I'm 22. I'm pregnant. I TRIED to get pregnant. If I had my way this child would have been born 5 months ago! Am I ready to be a mother? As ready as I'll ever be. Do I know all the answers? No. Will I learn the same as any first time mother? Yes! I have no desire to go to college, get numerous degrees, have a powerful career, or anything other than BE A MOTHER. Now I get to do that for the rest of my life.

I understand why some women would decide to wait to have children. If they didn't find their husband until later, then why would they have children. If they truly wanted to explore their career options, then they should do that first. If a couple is focused on exploring the world then they should do that. It's all about priorities. I'd never say a woman is "stupid" for having a child in their 30's, so why would a woman in her 30's say that to me?

While I was trying to get pregnant I got MANY MANY comments of, "You're so young, you have plenty of time. Don't rush things. You have so much life ahead of you. Take your time" and every single one of those people were older than me. I never once had someone my age say, "WOAH you shouldn't have a child." I never had any of my family and friends say "I don't think you're ready to have kids."

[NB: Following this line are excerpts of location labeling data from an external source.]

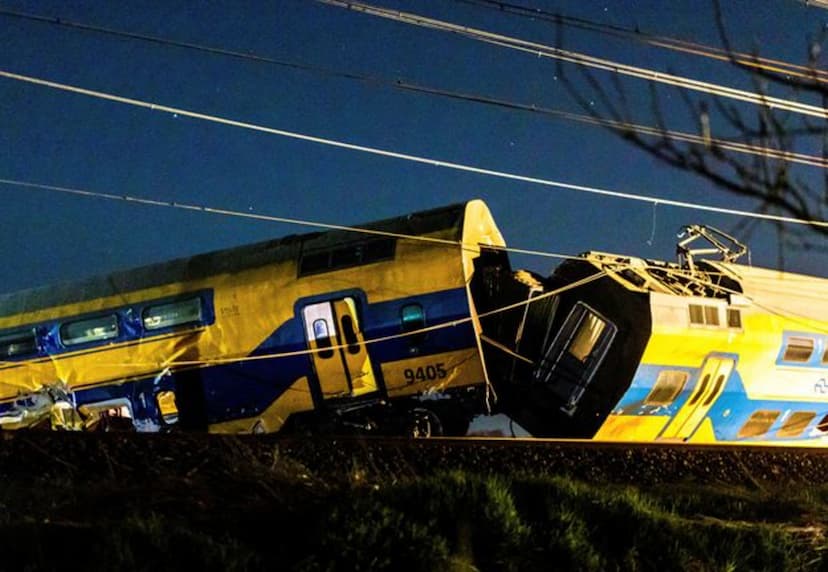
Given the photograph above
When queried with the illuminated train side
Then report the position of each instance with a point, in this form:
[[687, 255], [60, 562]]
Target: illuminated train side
[[314, 331], [654, 352], [414, 328]]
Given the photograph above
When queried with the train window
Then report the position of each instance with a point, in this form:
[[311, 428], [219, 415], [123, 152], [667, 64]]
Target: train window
[[172, 314], [17, 344], [758, 424], [412, 318], [796, 423], [711, 315], [349, 333], [576, 353], [588, 333], [322, 335], [704, 315], [798, 349], [167, 406], [667, 387], [91, 330], [734, 318], [374, 250]]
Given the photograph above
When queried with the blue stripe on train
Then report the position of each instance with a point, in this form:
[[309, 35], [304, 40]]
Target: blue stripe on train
[[245, 389], [728, 414]]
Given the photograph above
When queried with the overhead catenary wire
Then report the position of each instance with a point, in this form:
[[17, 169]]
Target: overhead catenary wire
[[810, 73], [542, 50], [273, 218], [398, 84], [393, 154]]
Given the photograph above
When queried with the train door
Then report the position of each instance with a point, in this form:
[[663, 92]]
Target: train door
[[711, 383], [343, 367]]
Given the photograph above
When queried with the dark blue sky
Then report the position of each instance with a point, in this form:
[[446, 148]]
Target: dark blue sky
[[58, 138]]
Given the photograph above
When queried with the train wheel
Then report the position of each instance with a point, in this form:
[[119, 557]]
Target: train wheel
[[423, 423]]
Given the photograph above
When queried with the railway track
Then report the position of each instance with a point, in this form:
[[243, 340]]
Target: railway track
[[139, 456]]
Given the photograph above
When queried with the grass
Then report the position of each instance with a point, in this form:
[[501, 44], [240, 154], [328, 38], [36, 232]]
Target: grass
[[279, 516]]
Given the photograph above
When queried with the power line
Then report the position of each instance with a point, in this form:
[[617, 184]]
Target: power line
[[405, 156], [541, 50], [666, 42], [725, 144], [270, 218]]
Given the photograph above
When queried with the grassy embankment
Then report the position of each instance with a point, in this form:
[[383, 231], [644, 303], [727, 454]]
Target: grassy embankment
[[281, 517]]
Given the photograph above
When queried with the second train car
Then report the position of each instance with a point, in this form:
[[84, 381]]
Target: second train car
[[333, 331]]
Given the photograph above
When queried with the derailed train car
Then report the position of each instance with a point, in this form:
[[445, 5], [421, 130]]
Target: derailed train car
[[703, 352], [334, 331], [415, 326]]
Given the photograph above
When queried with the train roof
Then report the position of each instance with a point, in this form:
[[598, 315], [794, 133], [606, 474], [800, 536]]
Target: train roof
[[783, 292], [449, 221]]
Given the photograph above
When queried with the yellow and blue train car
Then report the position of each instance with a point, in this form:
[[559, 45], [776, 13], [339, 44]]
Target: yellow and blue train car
[[655, 351], [337, 329]]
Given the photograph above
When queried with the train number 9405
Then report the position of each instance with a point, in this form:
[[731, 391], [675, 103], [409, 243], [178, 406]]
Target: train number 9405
[[425, 373]]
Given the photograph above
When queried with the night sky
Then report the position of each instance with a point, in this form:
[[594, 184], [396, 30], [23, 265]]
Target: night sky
[[57, 138]]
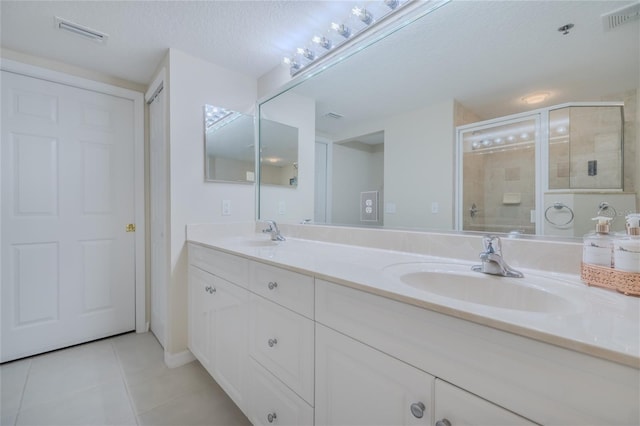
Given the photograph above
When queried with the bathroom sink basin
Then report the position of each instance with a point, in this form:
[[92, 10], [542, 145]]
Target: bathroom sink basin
[[256, 242], [261, 243], [454, 281]]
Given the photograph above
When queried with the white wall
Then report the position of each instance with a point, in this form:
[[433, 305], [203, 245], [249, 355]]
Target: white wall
[[413, 182], [192, 83], [354, 171], [297, 111]]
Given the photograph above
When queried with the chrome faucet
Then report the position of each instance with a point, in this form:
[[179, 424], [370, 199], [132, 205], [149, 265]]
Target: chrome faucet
[[492, 260], [273, 230]]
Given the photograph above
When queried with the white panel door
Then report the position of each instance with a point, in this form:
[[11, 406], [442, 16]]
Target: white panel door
[[68, 271], [158, 216]]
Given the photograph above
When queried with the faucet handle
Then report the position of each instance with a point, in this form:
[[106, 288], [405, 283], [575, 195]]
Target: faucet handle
[[492, 244]]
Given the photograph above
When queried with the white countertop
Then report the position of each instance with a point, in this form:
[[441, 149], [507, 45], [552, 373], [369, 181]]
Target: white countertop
[[597, 322]]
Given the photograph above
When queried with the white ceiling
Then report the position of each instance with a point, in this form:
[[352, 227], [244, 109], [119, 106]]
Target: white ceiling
[[251, 37], [487, 55]]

Why do these older strangers think they know better for me than I do? Why is it that their "experience" is a license for them to insult me as a mature adult who has been making her own decisions for 5 plus years and making it just fine. I understand someone asking my motives to find out why I want a child to make a judgement. But for a 30-40-50-60 year old woman or man to just say, "You have so much life ahead of you, don't worry about that right now" is simply insulting. You don't know how much life I have anymore than I do. And If I live a nice long life, I'd rather live that life being a mother, grandmother, great grandmother than regret waiting because I'll never get a chance to know and have a real relationship with those following generations!

So yes, I'm 22. I'm pregnant. I'm married to the man I will be with for the rest of my life. I have a 30 year fixed rate mortgage on the house I'd like to live in until I die or my kids ship me off to a luxury community in Florida to live out my old age! ;) My life is as together as it's going to get. and I'm HAPPY. That's the important thing, isn't it?